Director/writer Andrea Arnold's anti-romantic narrative is a journey to the center of human darkness that perhaps for the first time depicts what Emily Brontë was trying to say in her 1847 story, Wuthering Heights -- her only novel.
Mr. Earnshaw (Paul Hilton) brings home to his bleak farm a black child he found wandering the streets of Liverpool because it is the Christian thing to do. He has the boy baptized and names him Heathcliff (Solomon Glave/James Howson). The child bolts, and we think it is because he does not understand. He finds a friend in Cathy (Shannon Beer/Kaya Scodelario), the daughter of the house, and they roam the moors together. When Earnshaw dies, his son, Hindley (Lee Shaw), takes over the farm and the cruelty begins. One day, Cathy is hurt on the moor, and the wealthy family at Thrushcross Grange takes her in for five weeks to recover. Cathy loves Heathcliff but agrees to marry Edgar Linton (James Northcote) because of what he can offer her. Heathcliff flees and returns a wealthy man a few years later. He spends time with Cathy and upsets everything. He marries Isabella (Nichola Burley), Edgar's sister. At first she is smitten, but then realizes it is a cruel ruse to torment Cathy, who is dying.
This new film spends the first hour, maybe more, on Heathcliff and Cathy's childhood. It is no superficial romance and there is no happy ending, unlike the supernatural one imagined for the 1939 William Wyler version starring Orson Welles and Merle Oberon. While this new rendering of the story might still find a place in the "gothic romance" genre, there is no doubt that "psychological" is the main descriptor.
What was Emily Brontë, who died at the age of 30, thinking about when she wrote Wuthering Heights? Which character or characters in the story did she identify with? Did she see herself in more than one?

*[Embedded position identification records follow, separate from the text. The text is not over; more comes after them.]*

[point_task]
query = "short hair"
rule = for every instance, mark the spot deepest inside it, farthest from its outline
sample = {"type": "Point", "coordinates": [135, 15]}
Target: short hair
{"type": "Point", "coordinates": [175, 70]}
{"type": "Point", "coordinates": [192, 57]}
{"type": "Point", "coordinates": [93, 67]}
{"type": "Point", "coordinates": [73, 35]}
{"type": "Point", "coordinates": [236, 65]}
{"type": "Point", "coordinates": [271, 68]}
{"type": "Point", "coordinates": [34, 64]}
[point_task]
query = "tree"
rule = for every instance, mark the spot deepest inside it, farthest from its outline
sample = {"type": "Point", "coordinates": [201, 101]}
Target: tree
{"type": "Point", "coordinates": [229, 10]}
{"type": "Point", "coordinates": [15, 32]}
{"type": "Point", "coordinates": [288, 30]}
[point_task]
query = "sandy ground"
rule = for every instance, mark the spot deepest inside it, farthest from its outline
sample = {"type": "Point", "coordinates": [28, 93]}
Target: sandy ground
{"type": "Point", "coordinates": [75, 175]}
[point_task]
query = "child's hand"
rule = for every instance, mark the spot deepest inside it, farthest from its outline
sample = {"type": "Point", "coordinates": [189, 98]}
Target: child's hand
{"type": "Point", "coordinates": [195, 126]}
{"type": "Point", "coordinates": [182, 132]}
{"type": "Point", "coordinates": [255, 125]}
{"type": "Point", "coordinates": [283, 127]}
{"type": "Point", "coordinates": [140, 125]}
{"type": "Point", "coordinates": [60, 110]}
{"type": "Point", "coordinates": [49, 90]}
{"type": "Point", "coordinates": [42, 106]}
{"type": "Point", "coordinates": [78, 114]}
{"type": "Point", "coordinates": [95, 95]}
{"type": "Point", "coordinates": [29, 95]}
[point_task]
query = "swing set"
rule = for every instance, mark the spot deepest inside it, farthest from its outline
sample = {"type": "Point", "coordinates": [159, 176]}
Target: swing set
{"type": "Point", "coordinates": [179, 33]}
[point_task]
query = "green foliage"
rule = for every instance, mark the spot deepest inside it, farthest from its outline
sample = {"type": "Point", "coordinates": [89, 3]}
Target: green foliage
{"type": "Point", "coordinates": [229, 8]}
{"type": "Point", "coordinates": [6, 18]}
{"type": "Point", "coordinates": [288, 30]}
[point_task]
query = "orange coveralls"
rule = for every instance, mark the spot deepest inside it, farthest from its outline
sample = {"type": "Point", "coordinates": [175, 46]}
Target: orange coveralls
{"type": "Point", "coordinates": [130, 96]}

After the press day with Andrea Arnold a couple of weeks ago, I have greater respect for this second of the Brontë siblings. Themes of feminism, race, culture and social mores, class, religion, child abuse, domestic violence, cruelty, sexual longing and transgression, and identity, like nothing we have ever seen, are present in the original story and rise boldly from the scenes of this current film for all to see. And don't forget mental illness or what is now called borderline personality disorder. Emily didn't have the terminology, but she seems to have understood the reality.
"Emily was playing with something that she did not fully commit to," Arnold said, adding that she thinks Emily was exploring her own reality that people treat "difference with cruelty."
When I asked Arnold what the scene of Heathcliff with Cathy's body means at the end, a parallel to a scene when they tussle in the mud as children, she declined to answer, saying that figuring this out is up to the audience.
In the novel, the key narrator is Nelly Dean, a servant whose perspective is mediated by that of Lockwood, her employer, who wants to know about his landlord, Heathcliff, who lives across the moor.
But the film drops these characters, as well as Cathy and Heathcliff's children, and allows Heathcliff to take over, often seeming to perch the camera lens on his shoulder. This personal, masculine point-of-view technique and the total absence of music untethers a tale of a desire so consuming that feels as harsh, wild, unwelcoming and cold as the moors of northeastern England. Whatever sympathy we might have had for Heathcliff vanishes when he returns to pursue his obsession.
The performances, especially by newcomer James Howson, are as unembellished and austere as the terrain. There is no soul or generosity in "Wuthering Heights," and this creates a vacuum that cannot, and is not, filled by the narrative.
Perhaps Emily's imagination has finally achieved its authentic external manifestation in this visit to Wuthering Heights. It's no walk in the park.